ARM
Broaden the target market to include ARM based systems. With ARM based servers coming round the corner, ARM v8 64-bit and ARM devices scattered in every corner of technology, it would make sense to distribute a version of RHEL capable of running on the ARM chipset.
Other distros have much better ports/integration.
Red Hat (through Fedora) should take the lead in this area and bind the distribution Gold releases to the ARM platform as well as i386/x86_64.
Yes - there are things that ARM can't do as well as Intel/AMD CPU's, but there are also things that it does better.
Although I'm thinking about creating large farms of cheap, low-energy app servers here, it's not beyond the realm of possibility to see this as a good virtualisation platform either. Especially with HP's Project Moonshot on the go.
Thanks
Duncan
Responses
Hi Duncan,
I've not got the inside line on ARM in RHEL, but there is a strong effort already going in Fedora to port to the architecture.
Some links that may be of interest:
http://fedoraproject.org/wiki/Architectures/ARM
http://www.raspberrypi.org/archives/254
https://admin.fedoraproject.org/mailman/listinfo/arm
A lot of work appears to be going in to the bootstrap right now:
http://fedoraproject.org/wiki/Architectures/ARM/Fedora15_HardFP_Bootstrap
Best regards,
Mark
The ARM devices currently in your home are in all likeliness not of a type that's interesting from an Enterprise Linux perspective. AArch64 is a lot more interesting from that perspective. It is getting backing from Enterprise-class server vendors like Dell and is likely to present a much more unified machine model to target than the existing ARM menagerie.
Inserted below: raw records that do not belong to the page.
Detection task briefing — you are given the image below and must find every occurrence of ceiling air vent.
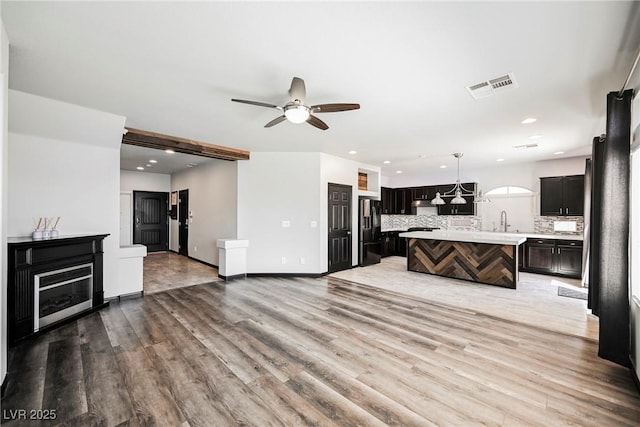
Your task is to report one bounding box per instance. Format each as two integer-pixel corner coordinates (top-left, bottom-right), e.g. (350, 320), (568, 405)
(466, 73), (518, 99)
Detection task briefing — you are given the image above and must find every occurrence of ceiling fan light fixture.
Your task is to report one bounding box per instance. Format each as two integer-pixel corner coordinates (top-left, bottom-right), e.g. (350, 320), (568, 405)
(284, 104), (310, 123)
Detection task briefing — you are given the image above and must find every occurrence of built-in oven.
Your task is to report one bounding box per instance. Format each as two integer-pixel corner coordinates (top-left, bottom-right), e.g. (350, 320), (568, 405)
(34, 263), (93, 331)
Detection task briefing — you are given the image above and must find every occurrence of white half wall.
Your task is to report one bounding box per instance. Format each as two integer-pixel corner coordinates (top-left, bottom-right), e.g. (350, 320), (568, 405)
(8, 90), (125, 298)
(171, 159), (238, 266)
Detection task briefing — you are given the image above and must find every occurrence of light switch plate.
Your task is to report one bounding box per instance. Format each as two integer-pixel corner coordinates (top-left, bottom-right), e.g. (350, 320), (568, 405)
(310, 220), (317, 228)
(282, 220), (290, 228)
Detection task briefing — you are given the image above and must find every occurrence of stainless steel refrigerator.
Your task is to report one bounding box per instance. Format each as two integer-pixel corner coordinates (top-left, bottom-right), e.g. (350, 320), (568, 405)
(358, 198), (382, 266)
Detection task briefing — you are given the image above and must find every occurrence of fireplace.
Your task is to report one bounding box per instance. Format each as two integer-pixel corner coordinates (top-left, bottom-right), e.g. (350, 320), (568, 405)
(8, 234), (109, 344)
(35, 263), (93, 330)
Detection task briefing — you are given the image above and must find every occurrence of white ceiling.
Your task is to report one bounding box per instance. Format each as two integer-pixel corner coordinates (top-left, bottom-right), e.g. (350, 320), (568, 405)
(120, 144), (216, 175)
(3, 1), (640, 179)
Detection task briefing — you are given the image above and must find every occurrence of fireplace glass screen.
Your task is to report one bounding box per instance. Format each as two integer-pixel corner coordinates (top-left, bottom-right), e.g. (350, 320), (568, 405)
(35, 264), (93, 330)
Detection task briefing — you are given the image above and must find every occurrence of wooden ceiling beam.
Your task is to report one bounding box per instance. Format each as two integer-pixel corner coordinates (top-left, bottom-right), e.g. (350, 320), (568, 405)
(122, 127), (250, 161)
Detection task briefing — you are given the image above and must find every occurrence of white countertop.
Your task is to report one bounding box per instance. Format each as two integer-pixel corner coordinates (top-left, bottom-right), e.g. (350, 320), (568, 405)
(388, 229), (583, 242)
(400, 230), (526, 245)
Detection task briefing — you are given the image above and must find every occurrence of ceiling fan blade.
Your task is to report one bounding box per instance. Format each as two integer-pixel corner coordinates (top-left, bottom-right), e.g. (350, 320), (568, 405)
(264, 115), (287, 128)
(232, 99), (281, 109)
(288, 77), (306, 103)
(310, 103), (360, 113)
(306, 115), (329, 130)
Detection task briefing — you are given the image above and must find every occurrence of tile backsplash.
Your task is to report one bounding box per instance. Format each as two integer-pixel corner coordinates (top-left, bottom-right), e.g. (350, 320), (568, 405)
(383, 213), (584, 235)
(533, 215), (584, 235)
(382, 214), (481, 231)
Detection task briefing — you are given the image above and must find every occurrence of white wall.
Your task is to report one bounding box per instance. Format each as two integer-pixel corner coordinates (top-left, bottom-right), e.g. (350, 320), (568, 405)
(236, 152), (381, 274)
(384, 156), (588, 231)
(386, 156), (588, 193)
(8, 90), (125, 298)
(0, 14), (9, 387)
(120, 170), (171, 246)
(320, 153), (382, 271)
(171, 159), (238, 266)
(238, 152), (321, 273)
(120, 170), (170, 193)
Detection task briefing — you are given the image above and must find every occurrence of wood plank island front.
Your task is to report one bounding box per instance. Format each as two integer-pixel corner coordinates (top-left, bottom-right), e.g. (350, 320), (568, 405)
(399, 231), (527, 288)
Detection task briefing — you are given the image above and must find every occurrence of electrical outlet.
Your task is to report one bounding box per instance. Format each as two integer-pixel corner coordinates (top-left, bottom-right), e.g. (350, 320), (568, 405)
(300, 257), (305, 264)
(282, 220), (290, 228)
(281, 257), (287, 264)
(310, 220), (317, 228)
(194, 246), (198, 252)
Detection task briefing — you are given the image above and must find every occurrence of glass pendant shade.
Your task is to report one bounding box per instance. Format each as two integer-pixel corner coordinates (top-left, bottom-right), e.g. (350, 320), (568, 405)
(284, 105), (310, 123)
(474, 189), (491, 203)
(431, 192), (446, 205)
(450, 189), (467, 204)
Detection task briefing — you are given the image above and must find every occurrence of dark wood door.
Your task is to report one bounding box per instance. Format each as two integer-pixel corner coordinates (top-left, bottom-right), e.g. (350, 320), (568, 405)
(563, 175), (585, 216)
(178, 189), (189, 256)
(328, 183), (352, 273)
(133, 191), (169, 252)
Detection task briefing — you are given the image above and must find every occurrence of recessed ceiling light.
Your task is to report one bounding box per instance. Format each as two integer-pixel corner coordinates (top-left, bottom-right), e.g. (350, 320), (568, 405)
(439, 165), (447, 169)
(521, 118), (537, 124)
(348, 150), (357, 155)
(136, 166), (144, 170)
(395, 170), (403, 174)
(149, 159), (157, 163)
(496, 158), (505, 162)
(383, 160), (391, 164)
(165, 149), (175, 154)
(554, 151), (564, 155)
(529, 135), (543, 140)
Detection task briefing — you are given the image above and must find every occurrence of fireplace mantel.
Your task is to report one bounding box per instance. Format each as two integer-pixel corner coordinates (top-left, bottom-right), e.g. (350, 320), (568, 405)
(7, 234), (109, 345)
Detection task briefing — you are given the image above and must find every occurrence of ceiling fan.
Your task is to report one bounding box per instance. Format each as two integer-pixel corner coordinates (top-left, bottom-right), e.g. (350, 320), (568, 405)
(231, 77), (360, 130)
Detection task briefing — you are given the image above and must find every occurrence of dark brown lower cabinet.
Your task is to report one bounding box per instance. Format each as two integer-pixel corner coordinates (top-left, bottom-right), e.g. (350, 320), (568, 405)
(556, 242), (583, 277)
(526, 239), (555, 272)
(381, 232), (396, 257)
(521, 238), (582, 279)
(381, 232), (407, 257)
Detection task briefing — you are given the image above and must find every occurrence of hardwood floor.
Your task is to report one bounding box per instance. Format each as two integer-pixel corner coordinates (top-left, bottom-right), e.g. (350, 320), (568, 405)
(333, 256), (599, 340)
(143, 252), (221, 294)
(3, 270), (639, 426)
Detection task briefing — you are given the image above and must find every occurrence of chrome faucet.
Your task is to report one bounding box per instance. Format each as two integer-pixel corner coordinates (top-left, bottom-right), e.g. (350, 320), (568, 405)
(500, 210), (508, 232)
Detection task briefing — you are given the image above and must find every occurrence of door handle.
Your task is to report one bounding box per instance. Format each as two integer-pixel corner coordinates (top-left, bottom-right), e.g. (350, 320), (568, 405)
(559, 207), (562, 214)
(565, 207), (569, 215)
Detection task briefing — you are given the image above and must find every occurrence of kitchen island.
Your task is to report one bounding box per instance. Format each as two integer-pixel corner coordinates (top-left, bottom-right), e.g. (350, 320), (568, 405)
(399, 230), (527, 288)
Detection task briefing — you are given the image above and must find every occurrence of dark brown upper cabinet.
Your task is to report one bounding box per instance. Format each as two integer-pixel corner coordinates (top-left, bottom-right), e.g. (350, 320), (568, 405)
(540, 175), (584, 216)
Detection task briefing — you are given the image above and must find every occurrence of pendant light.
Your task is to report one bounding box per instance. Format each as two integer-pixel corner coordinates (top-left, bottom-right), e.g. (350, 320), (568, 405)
(474, 189), (491, 203)
(431, 153), (476, 205)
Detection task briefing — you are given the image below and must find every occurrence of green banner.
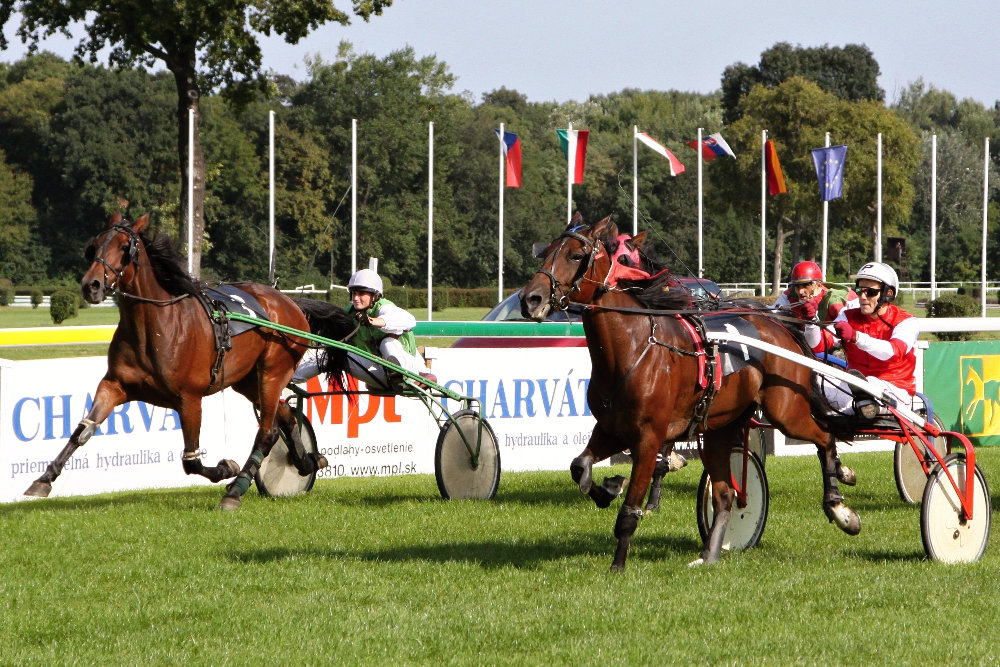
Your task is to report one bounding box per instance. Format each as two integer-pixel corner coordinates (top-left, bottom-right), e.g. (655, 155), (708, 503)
(924, 341), (1000, 446)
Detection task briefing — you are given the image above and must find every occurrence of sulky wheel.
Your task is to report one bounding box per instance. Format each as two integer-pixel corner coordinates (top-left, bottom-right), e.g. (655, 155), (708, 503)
(894, 414), (947, 504)
(696, 448), (769, 551)
(920, 453), (991, 563)
(255, 413), (319, 497)
(435, 409), (500, 500)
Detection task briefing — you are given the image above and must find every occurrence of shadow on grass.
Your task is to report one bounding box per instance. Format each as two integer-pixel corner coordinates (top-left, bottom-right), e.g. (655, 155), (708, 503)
(225, 530), (704, 570)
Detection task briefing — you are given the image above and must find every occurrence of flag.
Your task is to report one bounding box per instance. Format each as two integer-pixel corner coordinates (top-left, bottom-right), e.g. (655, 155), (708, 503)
(556, 129), (589, 184)
(636, 132), (686, 176)
(810, 144), (848, 201)
(685, 132), (736, 162)
(495, 129), (521, 188)
(764, 139), (787, 195)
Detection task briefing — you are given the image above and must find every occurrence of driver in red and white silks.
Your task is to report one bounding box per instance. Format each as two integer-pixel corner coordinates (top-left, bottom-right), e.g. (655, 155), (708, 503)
(804, 262), (917, 415)
(774, 260), (858, 351)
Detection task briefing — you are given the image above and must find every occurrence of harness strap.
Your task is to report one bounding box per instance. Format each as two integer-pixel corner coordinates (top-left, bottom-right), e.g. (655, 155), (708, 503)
(682, 314), (722, 441)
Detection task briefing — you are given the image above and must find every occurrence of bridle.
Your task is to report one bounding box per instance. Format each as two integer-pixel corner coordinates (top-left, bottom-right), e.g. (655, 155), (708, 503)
(85, 222), (188, 305)
(85, 222), (141, 295)
(533, 228), (606, 311)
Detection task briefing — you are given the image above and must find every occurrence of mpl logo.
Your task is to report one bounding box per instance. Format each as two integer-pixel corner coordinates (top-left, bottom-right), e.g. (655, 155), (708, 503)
(961, 355), (1000, 437)
(299, 375), (401, 438)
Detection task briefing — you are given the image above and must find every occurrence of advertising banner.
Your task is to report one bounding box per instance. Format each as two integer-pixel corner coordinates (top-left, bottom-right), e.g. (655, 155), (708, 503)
(923, 341), (1000, 446)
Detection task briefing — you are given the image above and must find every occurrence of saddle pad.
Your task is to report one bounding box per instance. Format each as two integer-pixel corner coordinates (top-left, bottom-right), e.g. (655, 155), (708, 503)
(205, 285), (271, 337)
(703, 314), (765, 377)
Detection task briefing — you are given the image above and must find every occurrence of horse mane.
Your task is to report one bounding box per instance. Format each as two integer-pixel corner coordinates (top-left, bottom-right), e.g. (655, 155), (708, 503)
(141, 231), (205, 297)
(292, 298), (358, 387)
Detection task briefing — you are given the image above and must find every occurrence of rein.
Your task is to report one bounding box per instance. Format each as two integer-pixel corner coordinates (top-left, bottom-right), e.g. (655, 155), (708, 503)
(532, 230), (611, 313)
(90, 222), (191, 306)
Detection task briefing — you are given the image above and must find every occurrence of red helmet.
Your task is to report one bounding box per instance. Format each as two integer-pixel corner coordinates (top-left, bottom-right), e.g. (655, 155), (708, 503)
(788, 261), (823, 285)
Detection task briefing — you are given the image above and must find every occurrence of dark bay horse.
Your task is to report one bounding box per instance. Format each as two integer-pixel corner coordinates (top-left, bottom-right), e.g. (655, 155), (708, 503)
(25, 213), (354, 510)
(519, 216), (860, 570)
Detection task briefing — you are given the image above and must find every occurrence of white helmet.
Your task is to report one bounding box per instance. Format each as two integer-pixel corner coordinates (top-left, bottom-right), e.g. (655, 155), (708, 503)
(347, 269), (383, 294)
(855, 261), (898, 302)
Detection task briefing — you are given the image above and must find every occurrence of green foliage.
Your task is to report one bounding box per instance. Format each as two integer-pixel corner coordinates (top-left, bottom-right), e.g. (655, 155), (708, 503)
(48, 289), (78, 324)
(0, 285), (12, 305)
(28, 287), (42, 308)
(926, 293), (978, 340)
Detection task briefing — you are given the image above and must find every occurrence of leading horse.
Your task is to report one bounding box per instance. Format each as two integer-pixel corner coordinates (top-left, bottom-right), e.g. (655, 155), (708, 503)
(519, 215), (860, 570)
(24, 213), (355, 510)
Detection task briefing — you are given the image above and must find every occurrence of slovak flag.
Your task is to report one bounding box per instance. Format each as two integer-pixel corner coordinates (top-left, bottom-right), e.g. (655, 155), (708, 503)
(495, 129), (522, 188)
(557, 129), (589, 184)
(685, 132), (736, 162)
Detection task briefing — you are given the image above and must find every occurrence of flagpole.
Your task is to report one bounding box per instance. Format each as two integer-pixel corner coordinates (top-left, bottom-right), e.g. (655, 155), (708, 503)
(567, 121), (573, 223)
(697, 127), (703, 278)
(351, 118), (357, 276)
(821, 131), (830, 277)
(876, 132), (883, 262)
(982, 136), (989, 318)
(931, 134), (937, 301)
(761, 130), (767, 296)
(187, 108), (194, 275)
(499, 122), (505, 304)
(427, 121), (434, 321)
(633, 126), (638, 236)
(268, 110), (275, 285)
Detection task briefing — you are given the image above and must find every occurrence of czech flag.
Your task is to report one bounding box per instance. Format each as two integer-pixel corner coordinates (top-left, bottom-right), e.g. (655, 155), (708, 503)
(636, 131), (686, 177)
(557, 129), (589, 184)
(685, 132), (736, 162)
(495, 129), (522, 188)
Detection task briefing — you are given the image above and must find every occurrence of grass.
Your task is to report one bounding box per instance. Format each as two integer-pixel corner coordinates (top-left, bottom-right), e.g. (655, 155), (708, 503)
(1, 449), (999, 663)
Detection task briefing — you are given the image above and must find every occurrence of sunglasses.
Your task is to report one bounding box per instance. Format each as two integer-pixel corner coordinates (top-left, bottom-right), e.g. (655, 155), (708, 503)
(856, 286), (882, 298)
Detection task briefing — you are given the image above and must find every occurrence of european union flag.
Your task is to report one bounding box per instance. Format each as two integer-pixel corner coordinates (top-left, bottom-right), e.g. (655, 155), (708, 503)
(810, 144), (848, 201)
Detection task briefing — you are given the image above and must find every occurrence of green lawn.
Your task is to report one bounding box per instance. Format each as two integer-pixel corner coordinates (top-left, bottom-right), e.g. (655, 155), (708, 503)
(0, 450), (998, 663)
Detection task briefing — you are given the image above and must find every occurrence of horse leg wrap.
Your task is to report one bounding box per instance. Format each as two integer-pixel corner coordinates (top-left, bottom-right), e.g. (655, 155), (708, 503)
(614, 505), (643, 540)
(74, 419), (98, 445)
(227, 473), (252, 497)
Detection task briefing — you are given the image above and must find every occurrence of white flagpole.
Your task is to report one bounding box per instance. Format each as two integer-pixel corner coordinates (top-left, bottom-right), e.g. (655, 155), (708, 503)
(351, 118), (358, 276)
(876, 132), (882, 262)
(821, 131), (830, 277)
(427, 121), (434, 321)
(499, 123), (505, 304)
(761, 130), (767, 296)
(567, 122), (574, 223)
(982, 137), (990, 318)
(697, 127), (703, 278)
(187, 107), (194, 275)
(633, 126), (638, 236)
(931, 134), (937, 301)
(268, 110), (275, 285)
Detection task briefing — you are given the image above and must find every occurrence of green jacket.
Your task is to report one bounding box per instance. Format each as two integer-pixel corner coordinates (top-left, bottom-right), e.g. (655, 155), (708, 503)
(348, 296), (417, 357)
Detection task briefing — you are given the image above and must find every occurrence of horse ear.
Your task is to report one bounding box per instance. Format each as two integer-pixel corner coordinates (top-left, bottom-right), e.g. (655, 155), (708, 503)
(593, 215), (617, 238)
(133, 214), (149, 233)
(633, 231), (647, 247)
(110, 212), (122, 226)
(566, 211), (584, 230)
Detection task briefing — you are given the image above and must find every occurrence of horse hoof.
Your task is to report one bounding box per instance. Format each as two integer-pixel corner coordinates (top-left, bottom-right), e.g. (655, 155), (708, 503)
(570, 456), (593, 494)
(825, 502), (862, 535)
(220, 459), (241, 478)
(315, 455), (329, 470)
(24, 481), (52, 498)
(601, 475), (628, 497)
(219, 495), (242, 512)
(687, 557), (706, 567)
(667, 451), (688, 472)
(837, 465), (857, 486)
(609, 563), (625, 574)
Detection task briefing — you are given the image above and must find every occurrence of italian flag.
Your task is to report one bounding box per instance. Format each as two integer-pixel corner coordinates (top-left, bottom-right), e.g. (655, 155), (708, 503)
(557, 129), (589, 184)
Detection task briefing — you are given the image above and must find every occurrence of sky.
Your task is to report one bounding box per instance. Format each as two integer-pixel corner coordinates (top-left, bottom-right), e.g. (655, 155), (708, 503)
(2, 0), (1000, 108)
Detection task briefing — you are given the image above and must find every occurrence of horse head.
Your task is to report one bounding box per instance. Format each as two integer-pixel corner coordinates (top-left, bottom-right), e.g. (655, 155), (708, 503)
(81, 213), (149, 304)
(519, 214), (617, 320)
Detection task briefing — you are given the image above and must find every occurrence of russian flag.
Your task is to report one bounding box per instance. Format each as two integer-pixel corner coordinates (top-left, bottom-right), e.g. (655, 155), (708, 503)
(686, 132), (736, 162)
(495, 129), (522, 188)
(557, 129), (589, 184)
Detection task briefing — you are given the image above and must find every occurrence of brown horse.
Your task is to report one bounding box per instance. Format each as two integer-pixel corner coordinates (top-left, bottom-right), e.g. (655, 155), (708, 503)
(24, 213), (354, 510)
(519, 215), (860, 570)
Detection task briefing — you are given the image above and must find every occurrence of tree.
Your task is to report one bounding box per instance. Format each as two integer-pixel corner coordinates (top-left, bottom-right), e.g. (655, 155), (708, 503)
(1, 0), (393, 278)
(722, 42), (883, 125)
(721, 77), (918, 292)
(0, 149), (46, 283)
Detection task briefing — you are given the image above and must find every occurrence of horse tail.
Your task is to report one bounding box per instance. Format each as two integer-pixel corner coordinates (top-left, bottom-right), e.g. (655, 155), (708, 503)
(292, 298), (357, 392)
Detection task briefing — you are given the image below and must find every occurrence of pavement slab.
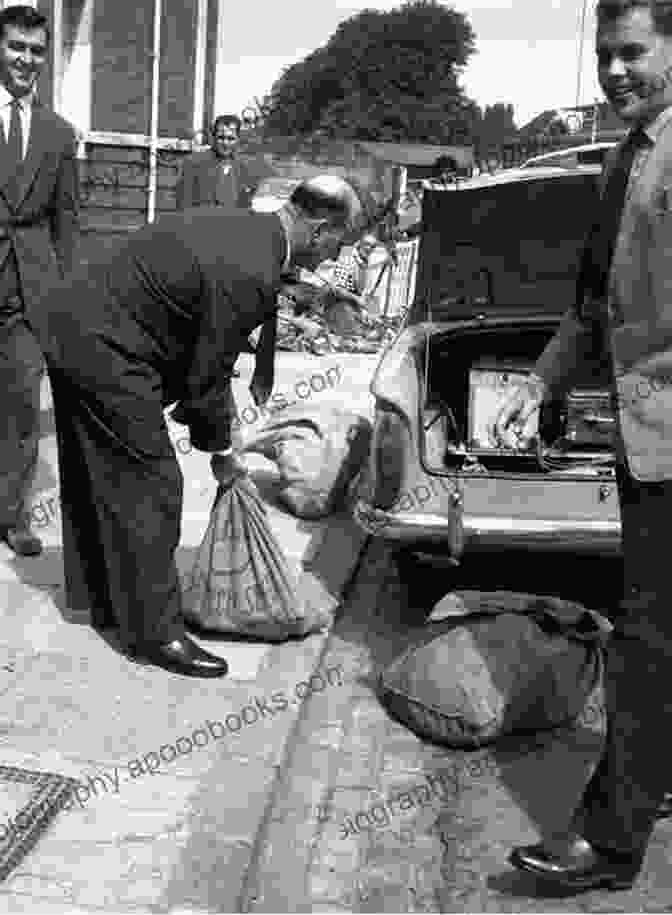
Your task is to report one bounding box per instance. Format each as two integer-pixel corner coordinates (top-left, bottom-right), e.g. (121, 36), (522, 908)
(0, 352), (376, 911)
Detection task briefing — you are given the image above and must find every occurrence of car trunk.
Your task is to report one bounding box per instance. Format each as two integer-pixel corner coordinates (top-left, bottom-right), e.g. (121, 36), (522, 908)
(421, 318), (616, 477)
(363, 169), (622, 557)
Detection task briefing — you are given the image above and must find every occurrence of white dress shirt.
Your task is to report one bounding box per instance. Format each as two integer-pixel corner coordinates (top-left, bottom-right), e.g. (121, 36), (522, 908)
(0, 86), (32, 160)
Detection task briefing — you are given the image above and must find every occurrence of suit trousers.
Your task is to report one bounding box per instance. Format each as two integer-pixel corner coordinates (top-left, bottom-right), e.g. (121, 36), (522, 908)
(46, 362), (187, 649)
(0, 306), (44, 529)
(575, 464), (672, 863)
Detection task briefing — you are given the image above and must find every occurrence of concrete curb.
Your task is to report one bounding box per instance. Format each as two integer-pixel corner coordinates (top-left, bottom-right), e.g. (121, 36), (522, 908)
(237, 538), (390, 913)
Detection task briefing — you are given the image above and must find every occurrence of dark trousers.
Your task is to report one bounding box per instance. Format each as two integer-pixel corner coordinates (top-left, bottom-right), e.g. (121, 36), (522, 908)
(47, 364), (186, 649)
(0, 315), (43, 529)
(575, 464), (672, 863)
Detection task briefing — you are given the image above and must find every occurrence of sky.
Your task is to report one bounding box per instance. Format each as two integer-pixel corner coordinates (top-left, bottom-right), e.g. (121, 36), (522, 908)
(215, 0), (604, 130)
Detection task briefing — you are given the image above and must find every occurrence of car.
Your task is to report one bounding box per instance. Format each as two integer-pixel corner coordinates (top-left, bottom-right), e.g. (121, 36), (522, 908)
(520, 142), (616, 170)
(353, 163), (624, 569)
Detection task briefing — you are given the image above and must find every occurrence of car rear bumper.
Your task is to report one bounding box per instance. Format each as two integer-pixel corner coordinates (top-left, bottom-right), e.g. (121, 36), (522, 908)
(353, 499), (622, 556)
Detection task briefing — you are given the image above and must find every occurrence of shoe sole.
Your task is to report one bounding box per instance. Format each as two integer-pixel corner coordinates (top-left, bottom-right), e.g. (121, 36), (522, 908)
(511, 856), (635, 891)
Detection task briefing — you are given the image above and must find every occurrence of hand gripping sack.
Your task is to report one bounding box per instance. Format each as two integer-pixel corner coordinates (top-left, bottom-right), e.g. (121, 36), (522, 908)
(242, 404), (372, 520)
(181, 472), (332, 640)
(378, 591), (609, 749)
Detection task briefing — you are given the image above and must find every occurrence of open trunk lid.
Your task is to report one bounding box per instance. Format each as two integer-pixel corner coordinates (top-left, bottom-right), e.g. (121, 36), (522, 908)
(409, 169), (601, 325)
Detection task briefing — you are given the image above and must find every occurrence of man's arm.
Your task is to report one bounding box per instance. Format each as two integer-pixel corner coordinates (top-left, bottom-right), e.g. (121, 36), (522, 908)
(49, 131), (80, 276)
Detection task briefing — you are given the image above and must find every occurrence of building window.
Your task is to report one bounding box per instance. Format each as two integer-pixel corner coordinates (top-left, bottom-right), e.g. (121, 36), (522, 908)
(55, 0), (93, 132)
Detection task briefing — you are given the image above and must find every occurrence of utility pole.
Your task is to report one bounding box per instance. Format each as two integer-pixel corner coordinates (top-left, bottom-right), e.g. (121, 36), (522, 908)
(575, 0), (589, 108)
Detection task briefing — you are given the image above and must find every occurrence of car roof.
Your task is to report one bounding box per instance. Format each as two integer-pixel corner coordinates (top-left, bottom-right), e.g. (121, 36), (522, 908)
(447, 163), (602, 190)
(521, 142), (616, 168)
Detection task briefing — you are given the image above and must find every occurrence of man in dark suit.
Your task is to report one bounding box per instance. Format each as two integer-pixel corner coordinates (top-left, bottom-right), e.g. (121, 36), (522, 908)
(176, 113), (274, 211)
(0, 5), (78, 557)
(31, 176), (379, 677)
(496, 0), (672, 893)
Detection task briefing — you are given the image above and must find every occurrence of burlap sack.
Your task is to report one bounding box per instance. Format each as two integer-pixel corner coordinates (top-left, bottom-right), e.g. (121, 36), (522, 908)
(379, 591), (609, 749)
(242, 404), (372, 519)
(181, 473), (332, 640)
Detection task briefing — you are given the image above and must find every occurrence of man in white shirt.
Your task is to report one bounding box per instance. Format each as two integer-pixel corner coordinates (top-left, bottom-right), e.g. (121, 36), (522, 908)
(0, 5), (78, 558)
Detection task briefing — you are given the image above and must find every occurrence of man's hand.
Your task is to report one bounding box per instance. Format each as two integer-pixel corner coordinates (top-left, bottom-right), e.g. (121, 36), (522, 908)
(491, 373), (548, 450)
(211, 452), (248, 486)
(249, 373), (273, 408)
Mark already pointed to that, and I'd like to add a link to LWN's coverage of this topic, Supporting 64-bit ARM systems.
Some other developments probably worth mentioning here are Red Hat Devs Working On ARM64 OpenJDK Port and Red Hat's Linaro membership.
Speaking of ARM developments, we now have an opening for a Principal Software Engineer - Virtualization with "Enhance the performance and scalability of KVM on X86 and ARM " as one of their principal duties.
As of today, there's an upstream kernel release (3.7) which includes AArch64 support.
[linux-kernel-git]$ git diff v3.6..v3.7 arch/arm64 | diffstat | tail -n 1 161 files changed, 20831 insertions(+)
And as of today, there's an upstream glibc release (2.17) which includes AArch64 support.
Hi Duncan,
some of the challenges to producing one kernel that will run across common ARM machines are alluded to in this interview, in particular, the need for a common motherboard standard to enable device detection:
http://www.serverwatch.com/server-trends/red-hat-linux-on-arm-is-no-joke.html
There was also a talk by Jon Masters at the Summit that again covers ARM:
http://gb.redhat.com/resourcelibrary/videos/hyperscale-cloud-computing-with-arm-processors
I'm sorry we haven't got anything more concrete to say publically at this moment, but the work is going on.